Don't Let Your Repo Be a Junk Drawer

I wanted the repo public. Open source, forkable, the whole thing. But the fonts blocked it — licensed typefaces can't live in a public repo. So I split them out into a private repo and made the main repo public.

The fork happened before I even realized I'd forked it.

While that private repo was sitting there, other things moved in. Private posts. The auth Lambda. The CDK infrastructure stack.

Everything landed in one private repo because it shared one property: not public.

That's not a concern. That's an access control label. Organizing a repo around it is like organizing a codebase around "files created on a Tuesday." The fonts, the private posts, the Lambda, and the CDK stack have nothing to do with each other. They change at different rates, for different reasons, by different people someday. I don't want my graphic designer committing vibe coded auth Lambda functions. I'll do that.

The private repo was a monorepo in disguise. It took a while to notice.

Fork when it's full

The private repo wasn't broken — it worked. It was full. Fonts + Lambda + content + infra all in one place works until you want to give your graphic designer repo access, or add a third collaborator, or swap the builder. Then it's not broken, it's stuck.

The move was to fork — pull the private content out of the infra repo, give it its own repo, point the deploy pipeline at both. Two checkout steps instead of one. The content didn't change. The infra didn't change. Only where things lived changed.

That's what makes repos pluggable. Builders don't care which content repos they pull from — they care that the repos exist at checkout time and contain markdown files in the right directory. Swapping one repo for two is a deploy.yml change, not a rewrite. The interface is the contract.

This is extract module at repo scale. In code: you notice two things are tangled, you extract a function, a class, a module. The caller doesn't change — it imports from a new location. In repos: you notice two concerns are tangled, you fork. Builders don't change — they check out from a new location.

You don't design it upfront

Every fork in this project came from noticing something was stuck, not from planning it in advance. Content and builder were stuck — fork. Private content and infra were stuck — fork. The organization emerged from the constraints.

That's fine. The cost of reorganizing is low because the interface is thin: a directory convention and a checkout step. As long as that holds, the internals can move freely. You can iterate toward the right structure instead of having to predict it.

The fork doesn't hide the history. It records it. The content did live with the builder. The private posts did live with the Lambda. That's honest. The commit that extracts them is the refactor, visible in the log.

What the pipe makes possible

Split right, the whole thing is a pipeline. Sources — any number of content repos — feed builders. Builders produce files. The files go to S3. CloudFront distributes them. Any HTTP client consumes them.

Having multiple builders is a feature. Next.js produces HTML pages. The indexer produces content.json files. A feed generator could produce an RSS feed. Each reads from the same content repos, each produces files, each is independent. Add one without touching the others.

Each stage does one thing and doesn't know about the others.
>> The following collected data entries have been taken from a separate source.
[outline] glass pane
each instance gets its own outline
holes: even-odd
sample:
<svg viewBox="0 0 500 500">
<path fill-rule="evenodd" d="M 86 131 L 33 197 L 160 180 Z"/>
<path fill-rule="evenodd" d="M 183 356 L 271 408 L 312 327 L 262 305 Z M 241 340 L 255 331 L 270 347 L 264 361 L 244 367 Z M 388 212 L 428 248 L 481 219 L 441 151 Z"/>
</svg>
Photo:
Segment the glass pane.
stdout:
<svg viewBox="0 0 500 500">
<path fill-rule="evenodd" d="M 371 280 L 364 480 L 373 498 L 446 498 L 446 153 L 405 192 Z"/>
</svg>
S3 doesn't know what built the files. Builders don't know which client will read them. A new content repo is just another source — another checkout, another directory merge, no other changes required.
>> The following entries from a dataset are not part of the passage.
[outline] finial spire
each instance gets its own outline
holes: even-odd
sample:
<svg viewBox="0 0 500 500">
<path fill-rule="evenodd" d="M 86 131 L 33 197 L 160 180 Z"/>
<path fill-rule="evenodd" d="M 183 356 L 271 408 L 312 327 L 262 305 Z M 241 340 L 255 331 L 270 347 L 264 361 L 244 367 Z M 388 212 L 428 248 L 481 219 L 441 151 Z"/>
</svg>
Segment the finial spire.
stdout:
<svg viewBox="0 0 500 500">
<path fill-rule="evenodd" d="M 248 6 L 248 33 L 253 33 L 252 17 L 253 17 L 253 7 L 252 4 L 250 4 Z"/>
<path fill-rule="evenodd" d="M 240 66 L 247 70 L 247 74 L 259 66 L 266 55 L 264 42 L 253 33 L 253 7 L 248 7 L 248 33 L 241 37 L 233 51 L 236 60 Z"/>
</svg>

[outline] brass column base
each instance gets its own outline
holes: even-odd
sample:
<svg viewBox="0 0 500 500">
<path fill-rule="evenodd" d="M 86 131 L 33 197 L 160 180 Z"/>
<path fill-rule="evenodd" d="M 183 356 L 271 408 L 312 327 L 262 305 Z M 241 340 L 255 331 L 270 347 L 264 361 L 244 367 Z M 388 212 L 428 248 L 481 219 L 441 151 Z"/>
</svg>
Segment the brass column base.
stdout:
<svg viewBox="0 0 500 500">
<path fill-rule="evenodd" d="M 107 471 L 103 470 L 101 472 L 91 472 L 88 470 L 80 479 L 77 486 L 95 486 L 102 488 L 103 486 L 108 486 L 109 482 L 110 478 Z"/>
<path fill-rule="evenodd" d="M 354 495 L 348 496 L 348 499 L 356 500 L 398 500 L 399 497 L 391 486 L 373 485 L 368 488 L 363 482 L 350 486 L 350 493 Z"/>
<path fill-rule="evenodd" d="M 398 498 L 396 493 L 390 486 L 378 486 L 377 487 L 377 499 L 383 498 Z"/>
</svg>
The interface is just files. The content is portable. The fork that separated them made that possible.

The journey

prev: doug-mcilroy-would-recognize-it

First version written at the moment of doing the content/builder split — drafted before the work. Content copied to theTube-content 927698e. Builder updated and content/ removed from theTube 58cd252. 75 open issues closed in theTube with a note pointing to theTube-content. GitHub's new repo form doesn't include Creative Commons licenses — added CC BY 4.0 manually. The symlink (content → ../theTube-content/content) makes local dev work without changing any paths in the builder.

Pulled back to draft after publishing — the post was right but incomplete. The private repo was the second mistake: fonts, private posts, Lambda, and CDK infrastructure all dumped together because they shared one property — not public. "Private" is not a concern. Rewrote to lead with that story and draw the fuller picture: you don't design the organization upfront, you fork when you notice the wrong thing is bundled.
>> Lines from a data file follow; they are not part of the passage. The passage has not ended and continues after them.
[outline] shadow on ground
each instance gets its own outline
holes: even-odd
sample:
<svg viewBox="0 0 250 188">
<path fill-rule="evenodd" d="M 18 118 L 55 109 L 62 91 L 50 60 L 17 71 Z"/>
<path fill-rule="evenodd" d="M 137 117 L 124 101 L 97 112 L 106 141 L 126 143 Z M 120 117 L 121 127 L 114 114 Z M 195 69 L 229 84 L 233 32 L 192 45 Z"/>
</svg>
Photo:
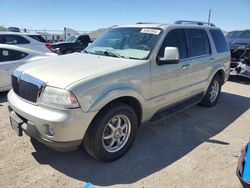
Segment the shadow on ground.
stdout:
<svg viewBox="0 0 250 188">
<path fill-rule="evenodd" d="M 250 99 L 222 93 L 213 108 L 194 106 L 160 123 L 140 128 L 130 151 L 112 163 L 95 161 L 83 150 L 59 153 L 33 142 L 34 158 L 80 181 L 109 186 L 128 184 L 147 177 L 177 161 L 203 142 L 230 143 L 210 139 L 249 109 Z"/>
<path fill-rule="evenodd" d="M 7 94 L 8 92 L 0 92 L 0 106 L 1 103 L 7 102 Z"/>
<path fill-rule="evenodd" d="M 250 85 L 250 78 L 243 77 L 243 76 L 230 75 L 229 81 L 230 82 L 236 82 L 236 83 L 239 83 L 239 84 Z"/>
</svg>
The meta-lesson: the post itself was a mistake that got fixed. Published wrong, pulled back, rewritten, retitled. Don't live with your mistakes — fix them. Same advice, applied to the post giving the advice.

Relevant: Adam Savage reorganized his shop hardware into Sortimo containers, got it right — then realized the index (a flat list) was the wrong format. Rebuilt it as a wheel. Same lesson one level up: the organization can be right while the interface is still wrong. https://www.youtube.com/watch?v=EDdpMf_tv0w

My son described his mom's painting process as a "continuous mess up." Insightful. Each mark is a mistake that changes what the next mark needs to be. The painting process isn't the plan — it's the accumulated responses to what went wrong or right. Same as the repo structure. Same as this post. Fix enough mistakes and you have art.

I've done monorepos before. One checkout and git management is easier — those were real arguments. With AI, those aren't problems anymore. The case for keeping everything together gets weaker while the case for separating concerns stays the same.

Before AI, this architecture was borderline for one person — managing multiple repos, keeping deploy workflows in sync, CDK + Lambda + CloudFront, debugging auth edge cases. Doable but miserable. With AI it's clearly one person. The cognitive overhead of context-switching between repos and build configs is exactly where AI helps most. This is designed for one person with AI, not a team without it.